Over 20 per cent of Telangana schools don’t have toilets for girls

The Right to Education Act, 2009, made it mandatory for schools to build separate toilets for boys and girls.

Published: 11th November 2022 01:53 AM  |   Last Updated: 11th November 2022 01:53 AM   |  A+A-

Perambalur students allege a lack of toilets and poor maintenance of existing ones on campus, leaving them with few options but to resort to open defecation | Express

Representational Image. (File | EPS)

Express News Service

HYDERABAD: As many as 8,980 (21.2 per cent) schools across the State don’t have functional toilets for girls, revealed data provided by the Unified District Information System for Education (UDISE) of the Ministry of Education.

The figure is particularly shocking as Telangana stands second in the list with four other States — Assam, Rajasthan, Uttar Pradesh and Odisha — that account for 50 per cent of the total non-functional toilets for girls in schools across the country.

The national average of 5.3 per cent, which is 78,854 schools, ends up impacting the health of over 70 lakh girls, according to UDISE data visualised by Stats of India, a data visualisation firm run by a Mumbai-based data science engineer.  

“Across India, 26.5 crore children study in 14.9 lakh schools. If we assume that 48 per cent of those are girl students, 78,000 schools have an estimated 70 lakh girls, who are affected by the lack of separate functional toilets,” a tweet by the firm said.

“The lack of toilets severely impacts girls as they avoid drinking water or eating food due to the fear of using dirty toilets. This is inhumane and a violation of child rights,” said  R Venkat Reddy, national convenor of MV Foundation, which works on the issue of child rights. A lot of girls drop out of school, especially when they start menstruating, due to this, he added.

The Right to Education Act, 2009, made it mandatory for schools to build separate toilets for boys and girls. It had a five-year grace period for the States to implement the Act. However, several States, including Telangana, are still lagging behind.
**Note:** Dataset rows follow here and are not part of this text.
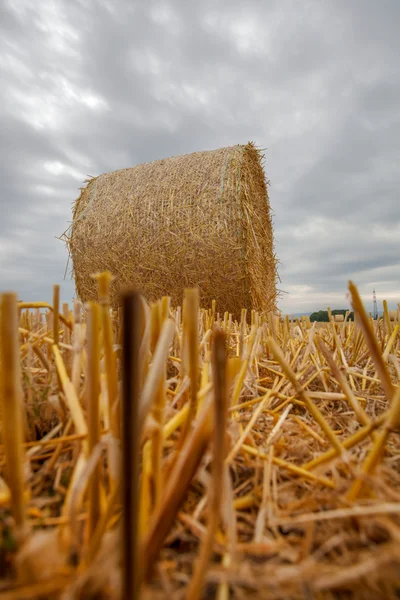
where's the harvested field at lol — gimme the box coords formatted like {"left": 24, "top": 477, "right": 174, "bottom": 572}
{"left": 0, "top": 276, "right": 400, "bottom": 599}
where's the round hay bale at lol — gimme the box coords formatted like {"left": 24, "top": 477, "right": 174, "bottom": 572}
{"left": 67, "top": 143, "right": 277, "bottom": 317}
{"left": 334, "top": 314, "right": 345, "bottom": 323}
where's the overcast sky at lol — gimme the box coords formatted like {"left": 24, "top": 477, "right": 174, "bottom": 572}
{"left": 1, "top": 0, "right": 399, "bottom": 314}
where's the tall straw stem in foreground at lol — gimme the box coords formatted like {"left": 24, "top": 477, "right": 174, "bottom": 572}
{"left": 383, "top": 299, "right": 392, "bottom": 337}
{"left": 53, "top": 284, "right": 60, "bottom": 347}
{"left": 151, "top": 296, "right": 169, "bottom": 511}
{"left": 94, "top": 272, "right": 119, "bottom": 439}
{"left": 139, "top": 316, "right": 175, "bottom": 534}
{"left": 86, "top": 301, "right": 101, "bottom": 540}
{"left": 62, "top": 302, "right": 72, "bottom": 375}
{"left": 121, "top": 291, "right": 142, "bottom": 599}
{"left": 0, "top": 293, "right": 27, "bottom": 537}
{"left": 179, "top": 288, "right": 199, "bottom": 446}
{"left": 71, "top": 300, "right": 84, "bottom": 397}
{"left": 186, "top": 328, "right": 228, "bottom": 600}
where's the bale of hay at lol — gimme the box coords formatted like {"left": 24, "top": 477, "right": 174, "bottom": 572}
{"left": 67, "top": 143, "right": 277, "bottom": 317}
{"left": 334, "top": 314, "right": 345, "bottom": 323}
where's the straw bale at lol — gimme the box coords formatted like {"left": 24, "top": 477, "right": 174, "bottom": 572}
{"left": 334, "top": 314, "right": 345, "bottom": 322}
{"left": 67, "top": 143, "right": 277, "bottom": 317}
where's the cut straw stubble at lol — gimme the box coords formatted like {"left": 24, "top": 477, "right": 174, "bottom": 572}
{"left": 71, "top": 300, "right": 84, "bottom": 394}
{"left": 86, "top": 302, "right": 101, "bottom": 541}
{"left": 315, "top": 337, "right": 371, "bottom": 428}
{"left": 2, "top": 276, "right": 400, "bottom": 598}
{"left": 139, "top": 318, "right": 176, "bottom": 436}
{"left": 347, "top": 385, "right": 400, "bottom": 501}
{"left": 186, "top": 328, "right": 228, "bottom": 600}
{"left": 266, "top": 336, "right": 345, "bottom": 457}
{"left": 121, "top": 290, "right": 142, "bottom": 599}
{"left": 150, "top": 297, "right": 170, "bottom": 512}
{"left": 53, "top": 285, "right": 60, "bottom": 347}
{"left": 348, "top": 281, "right": 394, "bottom": 401}
{"left": 0, "top": 293, "right": 27, "bottom": 537}
{"left": 142, "top": 395, "right": 214, "bottom": 581}
{"left": 179, "top": 288, "right": 200, "bottom": 447}
{"left": 94, "top": 271, "right": 119, "bottom": 440}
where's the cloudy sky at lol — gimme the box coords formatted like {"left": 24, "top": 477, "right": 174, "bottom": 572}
{"left": 1, "top": 0, "right": 399, "bottom": 314}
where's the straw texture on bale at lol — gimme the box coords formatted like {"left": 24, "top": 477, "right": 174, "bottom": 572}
{"left": 334, "top": 314, "right": 345, "bottom": 322}
{"left": 67, "top": 143, "right": 277, "bottom": 317}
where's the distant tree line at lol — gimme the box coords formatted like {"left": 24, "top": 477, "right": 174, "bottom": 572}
{"left": 310, "top": 309, "right": 354, "bottom": 322}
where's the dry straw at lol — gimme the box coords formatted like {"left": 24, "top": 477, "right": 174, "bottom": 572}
{"left": 1, "top": 279, "right": 400, "bottom": 599}
{"left": 66, "top": 142, "right": 277, "bottom": 318}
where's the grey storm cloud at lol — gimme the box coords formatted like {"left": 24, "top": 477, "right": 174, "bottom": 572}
{"left": 1, "top": 0, "right": 399, "bottom": 312}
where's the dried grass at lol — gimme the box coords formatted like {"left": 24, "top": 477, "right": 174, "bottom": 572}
{"left": 65, "top": 143, "right": 278, "bottom": 318}
{"left": 0, "top": 278, "right": 399, "bottom": 599}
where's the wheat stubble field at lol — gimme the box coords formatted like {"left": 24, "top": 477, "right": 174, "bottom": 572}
{"left": 0, "top": 274, "right": 400, "bottom": 599}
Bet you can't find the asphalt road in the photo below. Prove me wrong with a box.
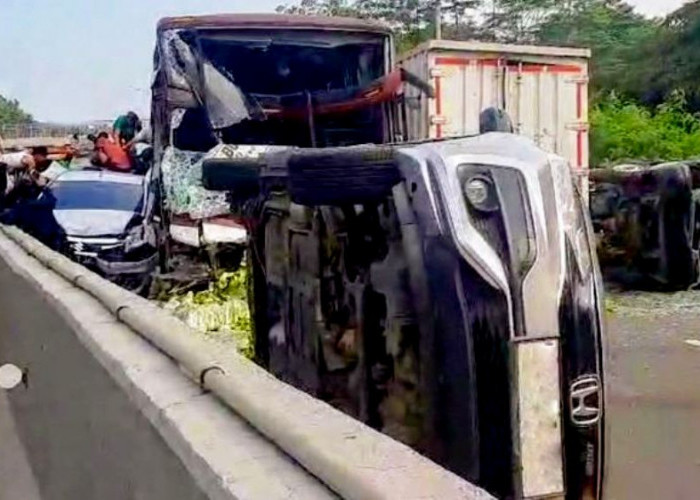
[2,287,700,500]
[0,392,41,500]
[606,291,700,500]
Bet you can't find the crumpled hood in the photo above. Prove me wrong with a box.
[53,209,136,237]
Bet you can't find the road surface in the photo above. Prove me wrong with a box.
[0,392,41,500]
[2,288,700,499]
[606,290,700,499]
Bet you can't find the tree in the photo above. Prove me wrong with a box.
[483,0,561,42]
[277,0,484,51]
[0,95,33,128]
[276,0,362,16]
[629,0,700,109]
[535,0,656,96]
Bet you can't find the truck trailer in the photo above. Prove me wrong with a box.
[400,39,591,193]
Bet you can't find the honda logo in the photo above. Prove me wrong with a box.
[569,375,602,427]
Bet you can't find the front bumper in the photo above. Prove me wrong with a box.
[66,237,157,277]
[96,251,158,276]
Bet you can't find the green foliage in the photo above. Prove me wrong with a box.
[536,0,656,95]
[590,91,700,166]
[0,95,32,127]
[277,0,483,50]
[484,0,560,42]
[275,0,660,68]
[276,0,360,16]
[626,1,700,108]
[162,268,254,359]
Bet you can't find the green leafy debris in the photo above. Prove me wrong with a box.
[161,267,254,359]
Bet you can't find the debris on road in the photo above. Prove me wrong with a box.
[159,267,253,358]
[606,288,700,317]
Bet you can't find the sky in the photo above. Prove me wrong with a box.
[0,0,689,123]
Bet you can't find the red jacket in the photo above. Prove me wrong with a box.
[96,137,131,171]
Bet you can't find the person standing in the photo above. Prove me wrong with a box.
[0,146,51,207]
[0,147,47,172]
[113,111,142,147]
[0,147,50,191]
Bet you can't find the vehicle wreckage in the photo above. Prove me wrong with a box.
[590,161,700,289]
[150,14,606,500]
[204,134,607,500]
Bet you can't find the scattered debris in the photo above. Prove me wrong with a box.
[606,288,700,317]
[159,267,253,358]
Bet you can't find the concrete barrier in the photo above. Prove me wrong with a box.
[0,228,335,500]
[0,225,493,500]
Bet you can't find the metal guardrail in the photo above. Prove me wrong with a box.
[0,124,79,139]
[0,120,150,140]
[0,224,493,500]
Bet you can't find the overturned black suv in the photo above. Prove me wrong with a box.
[203,133,607,500]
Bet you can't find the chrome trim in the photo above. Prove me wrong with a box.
[73,251,98,258]
[519,156,566,339]
[569,375,602,427]
[440,151,564,340]
[424,150,511,296]
[67,236,122,246]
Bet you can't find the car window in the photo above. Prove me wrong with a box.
[48,181,144,212]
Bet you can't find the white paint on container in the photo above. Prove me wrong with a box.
[400,39,591,192]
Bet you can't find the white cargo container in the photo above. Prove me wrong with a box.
[400,39,591,189]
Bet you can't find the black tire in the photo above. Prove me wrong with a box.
[657,166,695,288]
[692,189,700,251]
[287,145,401,206]
[202,158,261,202]
[0,164,7,209]
[479,107,514,134]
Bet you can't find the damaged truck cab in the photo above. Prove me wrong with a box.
[151,14,412,267]
[152,14,606,500]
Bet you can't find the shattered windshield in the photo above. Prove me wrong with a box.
[157,28,388,149]
[197,32,384,97]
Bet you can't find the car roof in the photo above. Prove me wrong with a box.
[53,169,144,185]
Telangana also falls behind when it comes to toilets for boys in schools. According to the UDISE, 17.2 per cent of schools in Telangana, higher than the national average of 3.5 per cent, don’t have any functional toilets.

“Investment in education in the State budget has decreased tremendously in the last eight years. As there is no investment, infrastructure is being hampered,” said Venkat Reddy.“In 2014, the State government used to spend 10 per cent of its annual budget on education which has now been decreased to six to seven per cent,” he added.

UP, Bihar rank better in availability of toilets

UDISE data shows that a lot of north Indian States, such as Uttar Pradesh and Bihar, which are usually termed as backward, have a higher availability of functional toilets compared to Telangana. According to the information provided by PRS India, an independent nonprofit research institute, out of the total budget, Telangana has earmarked only 7.3 per cent, the least in all States, for education.The number of dysfunctional or non-operating toilets will be much higher than what has been shown in the UDISE data, Venkat Reddy said.